Wednesday, April 1, 2009

In defense of low standards

I have in several places pointed out that what Texan's seem to think are high standards in education are typically very low when compared to the standards used by other states in the USA. And I will continue to do this for as long as I feel that people in Texas don't grasp how low the standards really are. But my argument here is that for some purposes, low standards are absolutely appropriate.

If we want to set some educational proficiency standard that we seriously expect all (or the overwhelming majority of) children to meet then we have to recognize that there are real differences in capabilities among individuals. That minimum standard should be well below what the average individual can achieve. The crucial fact about education is that one size does not fit all, but we do have to ensure that every child achieves some minimal proficiency. For this we need to allow minimum standards to be minimum.

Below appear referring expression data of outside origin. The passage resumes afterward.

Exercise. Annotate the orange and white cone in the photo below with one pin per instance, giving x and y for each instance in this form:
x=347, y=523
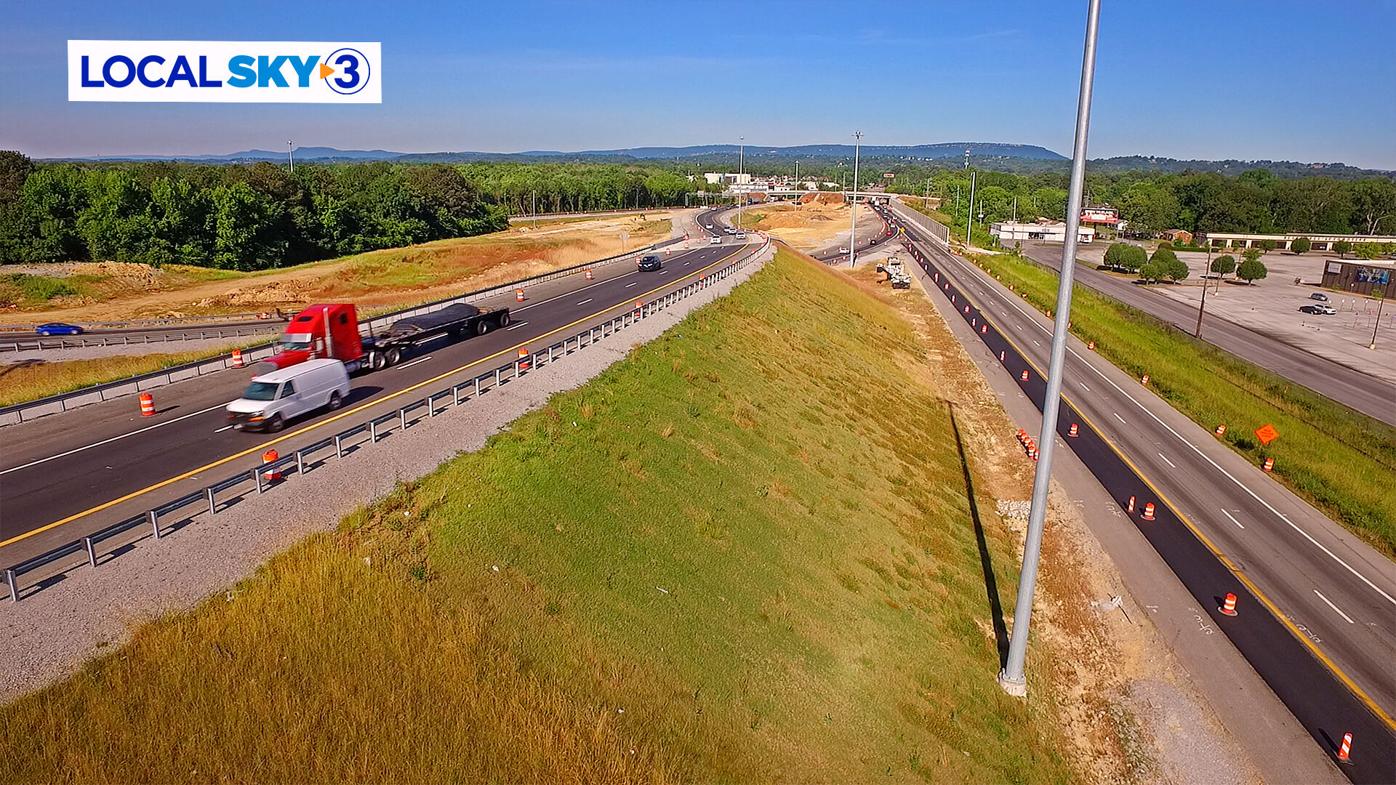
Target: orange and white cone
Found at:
x=1345, y=749
x=1229, y=605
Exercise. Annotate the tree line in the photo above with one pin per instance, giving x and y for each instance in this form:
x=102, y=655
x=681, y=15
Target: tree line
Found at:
x=263, y=215
x=1254, y=201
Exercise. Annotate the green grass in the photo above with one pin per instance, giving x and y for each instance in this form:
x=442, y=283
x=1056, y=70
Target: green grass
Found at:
x=1339, y=460
x=743, y=553
x=20, y=289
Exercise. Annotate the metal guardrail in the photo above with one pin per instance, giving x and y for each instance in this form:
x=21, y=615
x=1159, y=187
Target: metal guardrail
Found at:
x=97, y=393
x=158, y=335
x=214, y=497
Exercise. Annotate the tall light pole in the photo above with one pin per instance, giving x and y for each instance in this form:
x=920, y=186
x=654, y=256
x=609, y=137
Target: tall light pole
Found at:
x=969, y=210
x=853, y=204
x=1206, y=267
x=1012, y=678
x=1381, y=301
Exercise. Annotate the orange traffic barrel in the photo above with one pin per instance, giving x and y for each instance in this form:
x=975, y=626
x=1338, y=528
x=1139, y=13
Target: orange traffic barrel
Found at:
x=271, y=457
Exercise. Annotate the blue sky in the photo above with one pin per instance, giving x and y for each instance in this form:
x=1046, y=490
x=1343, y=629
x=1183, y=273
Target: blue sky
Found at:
x=1219, y=78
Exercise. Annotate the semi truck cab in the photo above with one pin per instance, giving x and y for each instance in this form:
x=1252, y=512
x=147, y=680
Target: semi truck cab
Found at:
x=328, y=330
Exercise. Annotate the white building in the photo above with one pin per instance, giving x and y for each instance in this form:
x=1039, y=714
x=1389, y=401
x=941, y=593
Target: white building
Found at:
x=1011, y=232
x=726, y=178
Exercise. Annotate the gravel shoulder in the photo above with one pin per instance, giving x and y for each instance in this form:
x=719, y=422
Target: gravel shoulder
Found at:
x=55, y=632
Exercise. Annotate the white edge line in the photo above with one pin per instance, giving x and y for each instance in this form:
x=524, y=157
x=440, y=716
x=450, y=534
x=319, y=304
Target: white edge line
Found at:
x=1336, y=609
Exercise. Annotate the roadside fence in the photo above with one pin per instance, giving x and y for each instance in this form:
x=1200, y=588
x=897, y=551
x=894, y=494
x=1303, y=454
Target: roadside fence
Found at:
x=130, y=386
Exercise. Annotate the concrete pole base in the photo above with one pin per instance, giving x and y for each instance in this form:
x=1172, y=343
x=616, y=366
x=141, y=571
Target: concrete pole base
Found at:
x=1016, y=687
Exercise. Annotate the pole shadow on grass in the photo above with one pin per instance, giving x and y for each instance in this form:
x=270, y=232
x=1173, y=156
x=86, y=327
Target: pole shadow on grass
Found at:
x=986, y=560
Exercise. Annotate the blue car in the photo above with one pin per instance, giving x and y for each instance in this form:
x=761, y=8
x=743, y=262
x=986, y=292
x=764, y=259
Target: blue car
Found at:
x=57, y=328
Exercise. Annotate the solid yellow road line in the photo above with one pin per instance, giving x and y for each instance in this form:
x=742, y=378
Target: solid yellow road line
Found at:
x=1226, y=560
x=345, y=414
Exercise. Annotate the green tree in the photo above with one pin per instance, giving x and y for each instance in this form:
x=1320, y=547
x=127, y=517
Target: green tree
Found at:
x=1374, y=204
x=1251, y=270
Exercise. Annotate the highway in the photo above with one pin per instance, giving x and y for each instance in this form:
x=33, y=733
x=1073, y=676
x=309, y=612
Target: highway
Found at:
x=1368, y=394
x=67, y=475
x=1319, y=606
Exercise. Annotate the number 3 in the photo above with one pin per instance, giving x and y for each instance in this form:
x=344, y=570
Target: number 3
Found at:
x=349, y=67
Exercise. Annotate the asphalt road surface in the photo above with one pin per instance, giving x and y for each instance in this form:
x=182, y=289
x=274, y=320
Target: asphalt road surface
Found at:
x=1318, y=616
x=1368, y=394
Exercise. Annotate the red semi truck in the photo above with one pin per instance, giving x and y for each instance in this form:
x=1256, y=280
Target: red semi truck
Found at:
x=331, y=330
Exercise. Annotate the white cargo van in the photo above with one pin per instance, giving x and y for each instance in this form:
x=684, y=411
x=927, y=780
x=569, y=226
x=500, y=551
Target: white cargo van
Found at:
x=281, y=395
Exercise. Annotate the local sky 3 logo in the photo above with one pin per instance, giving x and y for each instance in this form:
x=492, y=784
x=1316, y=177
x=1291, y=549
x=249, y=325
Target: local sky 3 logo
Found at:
x=272, y=71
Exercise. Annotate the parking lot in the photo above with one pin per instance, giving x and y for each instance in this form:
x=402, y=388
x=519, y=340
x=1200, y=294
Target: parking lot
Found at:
x=1272, y=306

Of course we should expect much more than the minimum from most children. A school in which every child meets a true minimum but little more is certainly failing to serve its students. Unfortunately the incentives in the current implementation of the No Child Left Behind program largely do direct schools to try to achieve the minimum for most students and provide little incentive to go beyond that. The temptation among many reformers is to raise the minimum standards. Unfortunately that will just have the consequence of leaving more children far behind, either through drop-outs or reclassification of children into exempt categories. Let's keep minimum standards as minimum standards.

If we want to establish incentives for schools to help all children, not just those near the minimum then we need to add something to the mix. We should measure schools by the year-on improvement of all children. If a high achieving student (who already meets the minimum standard) improves greatly, that should be to the school's credit. Likewise, a low achieving student (who doesn't meet the minimum standard) improves greatly than that should also be the the school's credit. Likewise, lack of improvement for either should count against the school. With incentives like these, then every child will be most improved irrespective of whether they also reach the minimum standard.

So the bottom line is that it is a good idea to keep the minimum standards minimum as long as those standards don't become the primary standards by which schools are judged.